Please note that temporary tables must be wrapped inside a transaction.
bulk_creation = nil
ActiveRecord::Base.transaction do
create_temporary_page_permission_table
create_temporary_indexes
create_temporary_page_permissions
bulk_creation = PagePermission.import(new_permissions, validate: true)
end
handle_errors(bulk_creation.failed_instances) if bulk_creation.failed_instances.present?
def create_temporary_page_permission_table
ActiveRecord::Base.connection.execute <<~SQL
CREATE TEMP TABLE temporary_page_permissions (
user_id BIG INTEGER NOT NULL,
page_id BIG INTEGER NOT NULL
)
SQL
end
def create_temporary_indexes
ActiveRecord::Base.connection.execute <<~SQL
CREATE INDEX index_temporary_page_permissions_on_user_id ON
temporary_page_permissions (user_id);
CREATE INDEX index_temporary_page_permissions_on_page_id ON
temporary_page_permissions (page_id);
SQL
end
def create_temporary_page_permissions
values = transform_params_to_values_string
ActiveRecord::Base.connection.execute <<~SQL
INSERT INTO temporary_page_permissions (user_id, page_id) VALUES #{values}
SQL
end
def transform_params_to_values_string
values = "".dup
page_permissions_params.each do |page_permission|
values.concat(
"(#{page_permission[:user_id]}, #{page_permission[:page_id]}), "
)
end
values.chomp(", ")
end
def new_permissions
sql = <<~SQL
SELECT temporary_page_permissions.user_id, temporary_page_permissions.page_id
FROM temporary_page_permissions
LEFT JOIN page_permissions ON temporary_page_permissions.user_id = page_permissions.user_id
AND temporary_page_permissions.page_id = page_permissions.page_id
WHERE page_permissions.user_id IS NULL AND page_permissions.page_id IS NULL
SQL
ActiveRecord::Base.connection.execute(sql).to_a
end
Performance results:
time: .033s
memory: 509k
With this solution, we’re executing: 2 INSERT statements, 1 SELECT statement so we
successfully get rid of the N+1 problems.
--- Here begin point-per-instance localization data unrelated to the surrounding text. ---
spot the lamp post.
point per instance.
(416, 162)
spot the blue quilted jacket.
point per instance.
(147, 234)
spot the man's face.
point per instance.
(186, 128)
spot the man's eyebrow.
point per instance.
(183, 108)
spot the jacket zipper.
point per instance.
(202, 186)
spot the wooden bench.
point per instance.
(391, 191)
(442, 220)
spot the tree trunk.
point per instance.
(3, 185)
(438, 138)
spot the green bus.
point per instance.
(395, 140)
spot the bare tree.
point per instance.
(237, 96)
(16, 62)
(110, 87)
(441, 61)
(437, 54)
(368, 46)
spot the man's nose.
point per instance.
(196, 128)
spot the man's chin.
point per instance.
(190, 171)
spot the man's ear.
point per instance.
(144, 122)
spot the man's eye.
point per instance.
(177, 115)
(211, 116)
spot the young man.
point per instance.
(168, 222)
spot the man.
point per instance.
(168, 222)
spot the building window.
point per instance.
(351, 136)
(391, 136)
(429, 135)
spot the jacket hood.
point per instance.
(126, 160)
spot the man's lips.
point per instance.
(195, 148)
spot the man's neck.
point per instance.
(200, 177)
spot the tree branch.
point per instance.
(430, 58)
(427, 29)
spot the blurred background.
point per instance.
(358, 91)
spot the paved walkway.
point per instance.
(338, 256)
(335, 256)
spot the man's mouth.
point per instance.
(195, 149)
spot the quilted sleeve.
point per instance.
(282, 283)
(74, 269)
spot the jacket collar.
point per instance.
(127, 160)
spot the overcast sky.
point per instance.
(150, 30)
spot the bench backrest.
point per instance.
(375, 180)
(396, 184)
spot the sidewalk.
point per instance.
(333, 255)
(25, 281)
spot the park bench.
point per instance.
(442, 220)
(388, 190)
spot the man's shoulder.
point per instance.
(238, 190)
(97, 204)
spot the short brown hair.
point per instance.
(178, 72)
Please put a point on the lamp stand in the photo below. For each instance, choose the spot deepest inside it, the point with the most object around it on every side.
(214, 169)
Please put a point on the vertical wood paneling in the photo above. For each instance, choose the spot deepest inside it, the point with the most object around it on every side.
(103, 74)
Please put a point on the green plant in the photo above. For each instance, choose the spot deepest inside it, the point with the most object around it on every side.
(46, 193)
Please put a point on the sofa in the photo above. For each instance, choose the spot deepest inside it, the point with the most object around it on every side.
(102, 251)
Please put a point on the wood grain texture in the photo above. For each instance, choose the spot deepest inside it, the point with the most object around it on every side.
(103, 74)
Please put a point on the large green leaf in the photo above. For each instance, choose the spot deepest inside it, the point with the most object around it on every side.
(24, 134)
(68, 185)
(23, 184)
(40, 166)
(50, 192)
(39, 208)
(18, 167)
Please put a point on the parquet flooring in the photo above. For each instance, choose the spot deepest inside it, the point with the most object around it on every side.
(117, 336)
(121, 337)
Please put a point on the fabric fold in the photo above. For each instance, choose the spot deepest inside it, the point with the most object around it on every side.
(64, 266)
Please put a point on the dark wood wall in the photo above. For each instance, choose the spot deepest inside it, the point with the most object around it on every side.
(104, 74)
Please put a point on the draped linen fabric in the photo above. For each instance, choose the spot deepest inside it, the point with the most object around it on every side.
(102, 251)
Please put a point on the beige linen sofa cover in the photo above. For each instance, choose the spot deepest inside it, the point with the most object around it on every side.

There can be a bottleneck tho, the method
transform_params_to_values_string can cause some problems if the payload is too big.
Not too much concern for now at least, but is something we need to consider.
Results and conclusion
| Solution # | Time | Memory |
|---|---|---|
| 1 | 0.080s | 2.74mb |
| 2 | 0.036s | 509k |
| 3 | 0.042s | 652k |
| 4 | 0.033s | 509k |
The #4 has the best results and fulfill all goals
- Few iterations, transactions, and queries as possible
- Simplicity (kinda if you’re familiar with SQL)
- Efficient
- Existing records are not included in the
INSERTstatement to create the permissions - The user is notified which records can not be created (omitting the existing ones)
I’m really happy with this solution, I made it almost a year ago and is working fine. We still didn’t have to make changes there so the time would tell if this was the best solution or not.
This is one of my favorites problems because I needed to think differently, my solution was not too intuitive and I explore multiple approaches and end up with a creative one.